JosiahWI opened a new pull request, #13170:
URL: https://github.com/apache/trafficserver/pull/13170

   The PR title is fairly self-explanatory, but the design choices here deserve 
explicit mention.
   
   * The head_p type is no longer a union with a {pointer, version} field
   
   This has been done to eliminate type punning, which was done all over the 
implementation, and is UB. The pointer and version are now always set through 
the macros `FREELIST_POINTER`, `FREELIST_VERSION`, and 
`SET_FREELIST_POINTER_VERSION`, which use a separate {pointer, version} struct 
type and `memcpy` on platforms where this is appropriate (see preprocessor defs 
for the list).
   
   * The head_p type has been changed into a type alias of the data type
   
   This is necessary so that the head of the list will be an atomic integer 
type instead of an atomic class type to be sure it can use 128bit atomic 
hardware instructions on platforms that support them.
   
   * Freelist alignment is now adjusted to be satisfy `head_p` alignment 
requirements
   
   This is actually a bug in master. There is no issue created for it.
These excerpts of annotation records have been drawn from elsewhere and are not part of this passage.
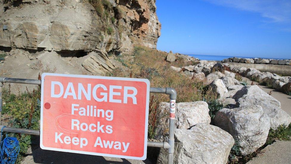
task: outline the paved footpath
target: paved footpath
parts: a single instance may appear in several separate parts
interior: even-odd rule
[[[246,78],[247,82],[251,84],[252,81]],[[274,89],[261,85],[256,82],[260,88],[266,93],[272,91],[271,96],[280,102],[281,108],[289,115],[291,115],[291,96]],[[248,164],[287,164],[291,163],[291,141],[277,141],[268,145],[262,151],[263,154],[254,158],[247,163]]]

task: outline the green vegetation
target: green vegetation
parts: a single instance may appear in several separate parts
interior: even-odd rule
[[[167,55],[167,53],[151,48],[136,46],[132,53],[114,57],[124,67],[116,68],[107,76],[146,78],[150,80],[151,87],[173,88],[178,94],[177,102],[204,100],[209,103],[210,112],[214,116],[216,111],[223,107],[215,100],[216,94],[206,87],[203,81],[190,79],[180,73],[171,70],[171,66],[180,67],[189,63],[182,60],[170,63],[165,60]],[[158,105],[169,100],[168,96],[164,94],[151,94],[150,97],[148,137],[152,138],[155,135]]]
[[[258,133],[258,134],[259,133]],[[258,154],[261,153],[261,151],[268,145],[272,144],[275,140],[291,140],[291,124],[288,127],[284,125],[280,125],[276,129],[270,129],[265,144],[256,151],[246,156],[242,156],[239,151],[241,147],[238,144],[239,141],[236,141],[228,157],[229,163],[245,163]]]
[[[112,23],[115,23],[115,18],[113,16],[111,17],[111,22],[112,22]]]
[[[3,92],[3,117],[11,118],[8,125],[12,127],[34,130],[40,129],[38,121],[40,119],[40,88],[32,92],[23,93],[16,95],[10,94],[9,90]],[[11,133],[10,136],[16,137],[19,141],[20,151],[16,163],[20,163],[29,147],[31,144],[30,135]]]
[[[266,146],[273,142],[275,140],[284,141],[291,140],[291,124],[286,127],[285,125],[281,125],[276,129],[270,129],[265,144]]]
[[[204,98],[203,101],[206,102],[208,104],[208,108],[209,109],[209,114],[211,120],[214,118],[216,112],[224,107],[221,102],[216,99],[207,99]]]
[[[111,27],[113,24],[117,27],[118,26],[118,32],[121,36],[122,31],[119,30],[119,20],[122,18],[123,14],[121,10],[117,7],[114,7],[107,0],[89,0],[89,1],[100,17],[100,24],[101,29],[103,29],[103,32],[109,35],[112,34],[114,32],[114,28]]]
[[[234,78],[237,80],[239,82],[241,82],[242,81],[242,76],[237,73],[236,73]]]

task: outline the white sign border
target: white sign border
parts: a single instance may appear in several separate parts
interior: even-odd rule
[[[82,78],[88,78],[90,79],[106,79],[108,80],[124,80],[128,81],[142,82],[145,82],[147,84],[147,95],[146,95],[146,120],[145,126],[145,139],[144,144],[144,154],[143,157],[132,157],[121,155],[117,155],[110,154],[105,154],[98,153],[94,153],[89,151],[79,151],[72,150],[64,149],[60,149],[46,147],[43,145],[43,110],[44,107],[44,77],[47,75],[55,76],[62,76],[64,77],[79,77]],[[109,77],[105,76],[95,76],[91,75],[73,75],[70,74],[63,74],[61,73],[43,73],[41,74],[41,129],[40,129],[40,147],[41,149],[44,150],[52,150],[62,151],[64,152],[68,152],[70,153],[75,153],[85,154],[99,156],[103,156],[104,157],[114,157],[115,158],[126,158],[127,159],[132,159],[133,160],[144,160],[146,159],[147,149],[147,148],[148,142],[148,106],[149,102],[150,94],[150,81],[148,79],[137,79],[136,78],[128,78],[125,77]]]

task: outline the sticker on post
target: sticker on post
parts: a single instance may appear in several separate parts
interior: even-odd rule
[[[148,79],[48,73],[41,78],[41,148],[146,158]]]
[[[175,119],[176,106],[176,100],[171,100],[170,103],[170,119]]]

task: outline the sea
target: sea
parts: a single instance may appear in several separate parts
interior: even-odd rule
[[[231,57],[236,57],[239,58],[253,58],[256,57],[242,57],[242,56],[216,56],[215,55],[187,55],[191,56],[193,56],[195,58],[198,58],[200,60],[214,60],[215,61],[221,61],[225,59],[227,59]],[[270,59],[265,58],[264,59]],[[279,58],[272,58],[273,59],[285,59]]]

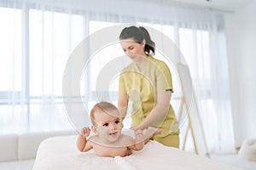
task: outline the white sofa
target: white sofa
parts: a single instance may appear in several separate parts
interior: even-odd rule
[[[0,169],[31,170],[38,148],[44,139],[74,134],[75,130],[0,135]]]

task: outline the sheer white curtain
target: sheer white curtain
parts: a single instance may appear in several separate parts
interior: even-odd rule
[[[0,133],[72,128],[61,99],[70,54],[97,29],[132,23],[158,29],[175,42],[190,68],[210,151],[233,151],[222,17],[205,8],[137,0],[0,0]],[[90,66],[85,91],[94,91],[96,71],[122,50],[108,54],[102,54],[107,60]]]

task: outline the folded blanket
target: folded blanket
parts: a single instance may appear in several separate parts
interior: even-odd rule
[[[43,141],[38,148],[33,170],[231,170],[236,169],[215,162],[203,156],[164,146],[150,141],[140,151],[120,157],[100,157],[93,150],[79,152],[76,149],[76,136],[55,137]]]

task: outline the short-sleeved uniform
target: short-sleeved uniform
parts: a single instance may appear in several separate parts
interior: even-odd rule
[[[168,65],[148,56],[140,71],[131,63],[121,72],[119,93],[132,100],[131,126],[139,125],[156,105],[157,95],[166,91],[173,92],[172,80]],[[178,147],[178,125],[172,105],[169,105],[160,121],[153,125],[161,130],[154,137],[165,145]]]

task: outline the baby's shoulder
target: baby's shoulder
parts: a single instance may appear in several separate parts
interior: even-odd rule
[[[122,143],[126,144],[127,145],[132,144],[134,143],[134,139],[127,134],[121,134],[120,140],[122,141]]]

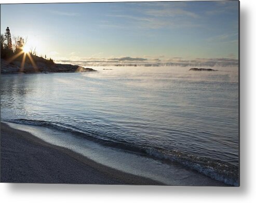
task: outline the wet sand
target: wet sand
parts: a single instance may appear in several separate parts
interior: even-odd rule
[[[1,123],[1,182],[163,185],[103,166]]]

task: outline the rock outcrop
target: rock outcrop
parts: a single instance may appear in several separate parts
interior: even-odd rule
[[[76,72],[97,71],[92,69],[85,68],[79,65],[62,64],[59,63],[47,64],[42,62],[35,63],[36,65],[25,63],[21,67],[20,61],[8,62],[1,59],[1,74],[12,73],[74,73]]]
[[[190,69],[190,71],[218,71],[218,70],[214,70],[212,69],[198,69],[197,67],[192,67]]]

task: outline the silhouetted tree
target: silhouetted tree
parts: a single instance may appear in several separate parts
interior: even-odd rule
[[[5,31],[6,32],[5,33],[5,36],[6,40],[7,41],[7,44],[6,44],[7,48],[9,49],[11,49],[12,48],[12,45],[11,44],[11,33],[10,32],[10,29],[9,29],[9,27],[7,27],[7,28],[6,28]]]

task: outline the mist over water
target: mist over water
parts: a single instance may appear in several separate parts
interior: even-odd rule
[[[237,168],[238,67],[190,67],[1,75],[1,119],[48,122],[112,146],[206,157]]]

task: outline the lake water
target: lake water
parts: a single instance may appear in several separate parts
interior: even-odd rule
[[[1,120],[166,184],[238,185],[237,67],[93,68],[1,75]]]

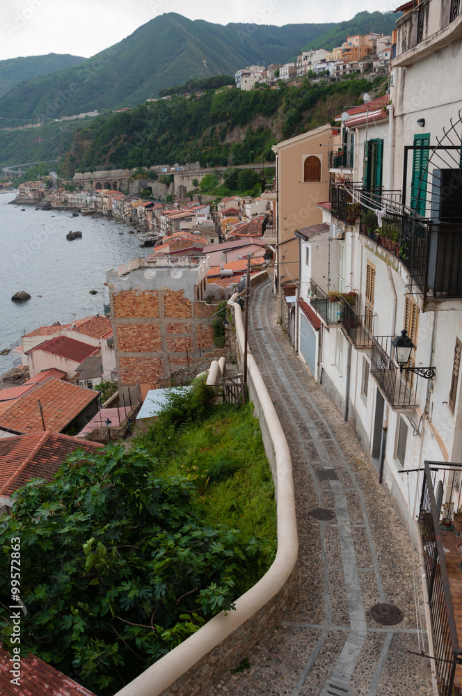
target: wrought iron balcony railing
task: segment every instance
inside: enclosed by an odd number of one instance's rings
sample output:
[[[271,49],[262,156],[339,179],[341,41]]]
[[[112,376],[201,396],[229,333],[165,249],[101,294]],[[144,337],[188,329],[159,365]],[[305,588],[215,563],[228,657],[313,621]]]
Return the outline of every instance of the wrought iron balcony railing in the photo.
[[[392,409],[410,409],[417,405],[418,374],[404,368],[402,372],[392,359],[393,336],[374,336],[372,341],[371,374]],[[411,386],[411,388],[408,386]]]
[[[451,582],[448,576],[447,564],[456,567],[460,558],[455,548],[449,550],[445,546],[455,546],[452,537],[445,539],[440,527],[442,498],[436,499],[434,486],[437,476],[445,487],[447,476],[452,482],[459,480],[462,464],[424,462],[424,482],[420,498],[418,523],[422,540],[423,564],[425,569],[425,582],[429,597],[429,608],[431,619],[433,656],[432,661],[436,671],[439,696],[452,696],[456,670],[462,665],[462,648],[458,635],[457,624],[451,596]],[[443,479],[443,480],[441,480]],[[439,483],[438,483],[439,486]],[[457,503],[456,503],[457,505]],[[456,538],[454,537],[454,539]],[[460,572],[460,571],[459,571]],[[454,588],[459,592],[459,587]]]
[[[343,314],[343,301],[330,297],[314,280],[310,281],[308,295],[311,306],[326,324],[340,324]]]

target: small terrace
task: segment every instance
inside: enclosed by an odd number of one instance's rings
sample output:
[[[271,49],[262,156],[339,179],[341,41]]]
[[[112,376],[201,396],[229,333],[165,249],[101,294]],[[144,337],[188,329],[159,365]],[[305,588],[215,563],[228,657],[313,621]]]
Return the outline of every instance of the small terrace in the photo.
[[[425,461],[418,524],[431,616],[433,664],[439,696],[453,696],[462,686],[462,555],[461,537],[452,526],[447,531],[440,519],[447,515],[443,492],[460,509],[462,464]]]
[[[415,394],[419,375],[406,367],[401,371],[395,365],[391,357],[392,340],[393,336],[372,338],[371,374],[392,409],[414,409],[417,406]]]
[[[402,205],[400,191],[358,183],[333,184],[330,200],[333,217],[358,225],[360,234],[398,258],[424,298],[462,296],[462,223],[456,216],[433,221]]]

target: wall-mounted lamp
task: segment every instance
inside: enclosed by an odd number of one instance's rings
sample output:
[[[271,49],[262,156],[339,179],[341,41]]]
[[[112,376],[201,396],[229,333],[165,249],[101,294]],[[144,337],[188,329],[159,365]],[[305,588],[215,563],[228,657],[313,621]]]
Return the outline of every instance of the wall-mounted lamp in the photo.
[[[395,356],[396,361],[399,365],[401,372],[406,370],[408,372],[416,372],[421,377],[426,379],[433,379],[435,377],[436,367],[406,367],[409,362],[411,354],[415,346],[408,335],[408,332],[405,329],[401,332],[401,335],[395,336],[392,341],[392,345],[395,348]]]

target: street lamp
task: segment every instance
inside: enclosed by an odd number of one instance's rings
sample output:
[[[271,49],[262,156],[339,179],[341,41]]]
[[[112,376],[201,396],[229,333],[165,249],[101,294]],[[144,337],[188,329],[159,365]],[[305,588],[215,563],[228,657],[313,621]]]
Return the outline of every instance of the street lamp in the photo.
[[[408,332],[405,329],[401,332],[401,335],[395,337],[392,341],[392,345],[395,348],[395,356],[399,365],[400,372],[406,370],[408,372],[415,372],[421,377],[425,377],[426,379],[433,379],[435,377],[436,367],[406,367],[411,354],[415,346],[408,335]]]

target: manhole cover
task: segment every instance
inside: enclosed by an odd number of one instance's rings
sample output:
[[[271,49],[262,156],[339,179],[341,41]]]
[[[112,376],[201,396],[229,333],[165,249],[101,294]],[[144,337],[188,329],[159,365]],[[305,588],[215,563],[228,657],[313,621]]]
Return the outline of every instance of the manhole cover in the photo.
[[[316,473],[319,481],[338,481],[335,469],[317,469]]]
[[[369,615],[382,626],[394,626],[400,624],[404,615],[394,604],[374,604],[369,610]]]
[[[315,520],[321,520],[323,522],[326,522],[327,520],[333,520],[335,516],[334,511],[329,510],[327,507],[315,507],[314,510],[311,511],[310,514]]]

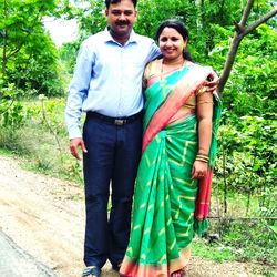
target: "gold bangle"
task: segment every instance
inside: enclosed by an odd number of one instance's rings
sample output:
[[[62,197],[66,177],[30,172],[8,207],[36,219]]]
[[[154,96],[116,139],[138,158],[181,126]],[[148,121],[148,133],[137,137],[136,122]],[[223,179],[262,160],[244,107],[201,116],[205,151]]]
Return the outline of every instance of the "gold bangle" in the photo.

It 
happens to work to allocate `head_p` objects that are underaligned on our 
supported platforms, but it is UB and could very realistically fail... to drive 
this point home, the included unit tests segfault with the original 
implementation for this exact reason (they pass if the alignment is adjusted).
   
   * The freelist and atomiclist pop operations (called freelist_new for the 
freelist) are now locked to provide mutual exclusion
   
   This one is annoying and might need to be reverted from this PR and 
considered separately. This particular change is necessary to fix #11640 - 
there is a minor data race in master in that the second pointer from the list 
head can be overwritten by an allocator's placement new before it is read 
without synchronization in `freelist_new` by another thread, which is going to 
subsequently find out the list head is stale and retry. Thus, the garbage 
pointer is not dereferenced, but this is still UB.
   
   I have been thinking about approaches here. One approach is to add an atomic 
flag to the list head that is set by any thread popping from the list. A thread 
that has successfully popped can spin on that flag to wait for the completion 
of any other threads still reading the memory it is about to return. My 
intuition is that this will be better, but I don't know without benchmarking, 
and it's a lot more complex than the lock.
   
   Fixes #5398 
   Fixes #11640
   
   ## Previous Work
   
   See #7382. This PR is only a step in the direction of #7382; it retains a 
lot of the old code structure along with most of its design flaws. If this 
change is accepted, it should thereafter be possible to apply other design 
improvements from #7382, such as the fleshed out versioned pointer type, with 
greater confidence.
   
   ## A Few Comments About Assertions
   
   This PR adds a hoard of assertions that check alignment requirements. Most 
of them are debug assertions - the alignment check on the pointer passed to 
`freelist_push` is a release assert for now, because it would almost certainly 
indicate a major issue if it triggered. According to the comment from 
@bryancall, this assertion was in fact failing before (it was previously a 
debug assert, and he commented it out). I am hopeful that that issue is now 
resolved.
   
   I have commented out the assertions in atomiclist, because the alignment 
requirements for atomiclist are established elsewhere in ATS - and established 
incorrectly. The head_p objects are misaligned all over the place. That is bad. 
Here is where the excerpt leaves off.